Set the Human node Urgency and a sensible Timeout (minutes) for high-value or time-boxed deals so stale approvals do not sit open indefinitely.
Ask Miraxa to scaffold the skeleton for you with a prompt like "Build a workflow that watches a mailhook, fetches the PDF attachment, queries my standard-terms collection, then gates on a Human approval node with two slots." Then fine-tune each node in the properties panel.

Common Pitfalls

Saving an Attachment node on a non-mailhook workflow fails: the designer requires a Mailhook trigger. Build the trigger first.
Querying a collection that was embedded with a different embedding model returns poor matches. Use the same embedding model for the standard-terms collection and any embed step that feeds the same query.
Forgetting that a single approval slot with both legal and finance users in it would let EITHER person approve alone.

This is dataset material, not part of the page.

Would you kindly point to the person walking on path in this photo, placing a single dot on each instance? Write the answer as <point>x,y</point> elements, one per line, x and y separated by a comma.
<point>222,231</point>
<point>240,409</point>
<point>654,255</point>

To require both teams, you must use TWO separate slots so AND semantics apply across them.
Expecting a "rejected" branch to run cleanup or a decline email: rejections and timeouts halt the run. If you need to email the client on decline, handle that as a separate manual step, not a downstream node.
Sending from an unverified Resend domain will be refused. Verify your domain (see verify-domain in the connector) before going live.

Testing

Before sharing the mailhook address with clients, email a sample SOW PDF from an address on your From allowlist to the generated mailhook address. Confirm the Attachment node returns a non-empty sow.content, the Knowledge query produces a sensible review.summary and review.deviations, and the run pauses at the Human node. Approve with only the legal slot first and verify the run stays paused (proving AND semantics), then approve the finance slot and confirm the acknowledgement email arrives with the SOW attached. Once the dry run is clean, roll the address out to clients.